As we speak, TPLF pretends to be caring for the Oromo nation’s interests in their own soil, despite it has continually brutalized the nation for the last 26 years for demanding these. TPLF’s pretense on legalizing the special interest for Oromo nation in Finfinnee is nothing other than; firstly, a plot to deceive the Oromo nation, and secondly separate them from their fellow non-Oromo country men and women with whom they have peacefully coexisted for centuries, with the said systematically masterminded plots. Thirdly and ultimately, the regime aims at indirectly implementing its Addis-Master plan under whose name, the regime has mass murdered Oromo civilians; for abhorring crimes, no one held into account to date.

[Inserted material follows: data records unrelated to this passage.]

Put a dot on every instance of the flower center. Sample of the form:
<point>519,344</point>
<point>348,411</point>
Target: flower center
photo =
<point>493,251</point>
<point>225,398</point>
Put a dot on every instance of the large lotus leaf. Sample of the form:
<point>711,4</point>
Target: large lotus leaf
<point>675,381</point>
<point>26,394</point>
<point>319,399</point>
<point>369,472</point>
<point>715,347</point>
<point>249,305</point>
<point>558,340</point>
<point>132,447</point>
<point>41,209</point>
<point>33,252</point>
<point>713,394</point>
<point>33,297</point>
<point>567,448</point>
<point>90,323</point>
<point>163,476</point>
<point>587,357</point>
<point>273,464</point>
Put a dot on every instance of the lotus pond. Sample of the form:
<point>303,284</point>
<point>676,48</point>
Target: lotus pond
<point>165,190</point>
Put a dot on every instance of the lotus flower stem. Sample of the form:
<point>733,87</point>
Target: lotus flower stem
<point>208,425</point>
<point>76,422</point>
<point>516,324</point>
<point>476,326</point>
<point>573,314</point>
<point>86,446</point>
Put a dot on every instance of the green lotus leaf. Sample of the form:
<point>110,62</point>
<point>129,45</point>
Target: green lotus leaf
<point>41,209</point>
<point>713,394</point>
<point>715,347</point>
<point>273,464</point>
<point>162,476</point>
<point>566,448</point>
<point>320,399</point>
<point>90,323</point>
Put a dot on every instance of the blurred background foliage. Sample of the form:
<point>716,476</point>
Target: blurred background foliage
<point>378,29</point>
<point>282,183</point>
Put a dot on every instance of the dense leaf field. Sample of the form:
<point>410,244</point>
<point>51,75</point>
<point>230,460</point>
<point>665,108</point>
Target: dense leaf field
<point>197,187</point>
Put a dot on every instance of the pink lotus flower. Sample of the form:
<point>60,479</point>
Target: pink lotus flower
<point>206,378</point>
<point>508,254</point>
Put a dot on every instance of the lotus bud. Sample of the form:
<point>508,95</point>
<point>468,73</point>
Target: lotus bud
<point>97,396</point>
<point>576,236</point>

Therefore, TPLF demonstrates its inaptness when, it erroneously asserts that, the Oromo nation doesn’t know its malicious plots against the Oromo’s national interest. The fact is that, the level of Oromo national consciousness is beyond TPLF’s comprehension; the reason why it recklessly plans for further bloodshed. From this time onwards, the Oromo nation never allow TPLF’s barbaric regime to continually milk its wealth peacefully. The Oromo is not stagnating with the level of the 18th century mentality of subservience. If TPLF begs the subservience of the Oromo nation and the rest peoples of Ethiopia after this period, it plays fatal game. The time of innocence and subservience is over. We would like to reiterate that, TPLF’s brutal regime must know that, the sons and daughter of the Oromo nation have already shaken its foundation since October 2015 Oromo revolution. This is clear to both friends and foes, including the incumbent. It was the Oromo revolution coupled with lately joined Amhara, that has obliged TPLF’s regime to impose ‘State of Emergency’ since October 2016. It must be crystal clear to TPLF and its Oromo quislings that, the Oromo nation never surrenders its rights. The nation with likeminded nations and peoples of the country fights, to the last drop of blood. This must be unambiguously clear.

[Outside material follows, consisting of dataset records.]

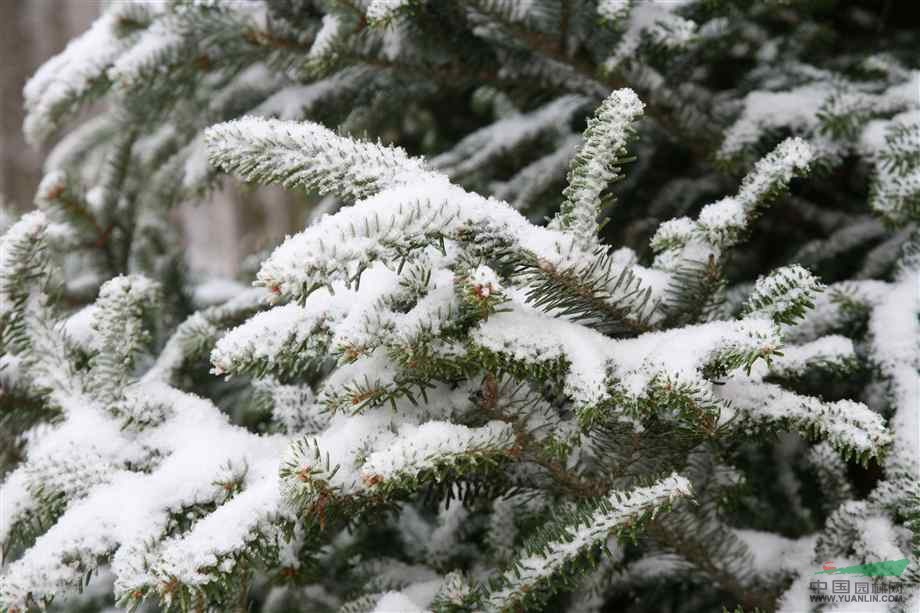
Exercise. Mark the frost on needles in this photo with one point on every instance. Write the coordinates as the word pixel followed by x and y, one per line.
pixel 569 326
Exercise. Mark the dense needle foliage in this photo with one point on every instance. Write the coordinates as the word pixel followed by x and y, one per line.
pixel 601 305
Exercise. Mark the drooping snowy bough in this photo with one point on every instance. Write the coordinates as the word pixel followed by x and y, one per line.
pixel 475 381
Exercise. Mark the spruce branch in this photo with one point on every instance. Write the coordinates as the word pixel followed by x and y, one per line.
pixel 595 165
pixel 308 156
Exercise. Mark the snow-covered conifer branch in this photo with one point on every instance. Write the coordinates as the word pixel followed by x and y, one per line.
pixel 420 380
pixel 853 429
pixel 595 165
pixel 572 536
pixel 784 295
pixel 308 156
pixel 381 12
pixel 118 320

We strongly believe that, the owner of the land in Finfinnee and its environs is the Oromo nation, but no one else. TPLF can’t give Oromo’s land to Oromo people. Instead, TPLF must lease the Oromo land from the Oromo people. It can’t be other way around. Therefore, the current maliciously masterminded, fake Oromo ‘special interests’ lies and deceits brings no benefit to the Oromo people. The Oromo nation unequivocally knows this unshakable fact, as do its allies and the entire peoples of Ethiopia. TPLF’s reckless plots, rather will be extremely dangerous, as it is unfolding whilst the regime is ruling the country under State of Emergency.

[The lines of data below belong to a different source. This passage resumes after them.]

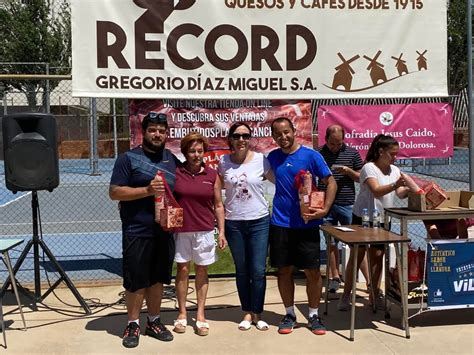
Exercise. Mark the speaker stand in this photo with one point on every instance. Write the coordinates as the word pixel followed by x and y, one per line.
pixel 36 243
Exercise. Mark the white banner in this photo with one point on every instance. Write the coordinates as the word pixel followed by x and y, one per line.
pixel 265 49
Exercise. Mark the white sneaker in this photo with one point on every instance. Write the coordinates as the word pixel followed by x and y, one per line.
pixel 334 285
pixel 344 304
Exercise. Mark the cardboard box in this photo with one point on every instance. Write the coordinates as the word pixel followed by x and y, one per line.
pixel 171 217
pixel 434 195
pixel 454 200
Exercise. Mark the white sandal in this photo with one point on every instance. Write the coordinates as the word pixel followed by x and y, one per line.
pixel 245 325
pixel 202 328
pixel 262 325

Finally, disregarding the outcries and bloods of thousands of Oromo people, who have been gunned down in broad day lights by the army and security forces of this very regime, whilst demanding their fundamental rights, the ongoing TPLF’s attempts only exacerbates, already volatile situation. It further angers the Oromo nation and their allies, thus prepare them for further bitter struggle. It must be clear to TPLF’s from Oromia, and the other regions’ looted wealth intoxicated generals and politicians that, the Oromo nation never allow its land to be further graveyards for its sons and daughters whilst enriching TPLF and its affiliates. We strongly believe and reiterate that, the said special interest are better rationed to those who have settled in Oromo land including in Finfinnee, for all including TPLF and its bandit-generals, by the legitimate owners of the land, the Oromo nation. TPLF’s minority regime has no legitimate rights to overtake the land of the Oromo whose population constitute over 40% out of 104 million. The actions and policies of TPLF’s minority regime is indefensible, thus, we wholly condemn it with all possible words, and urge it to uncondti0nally stop it.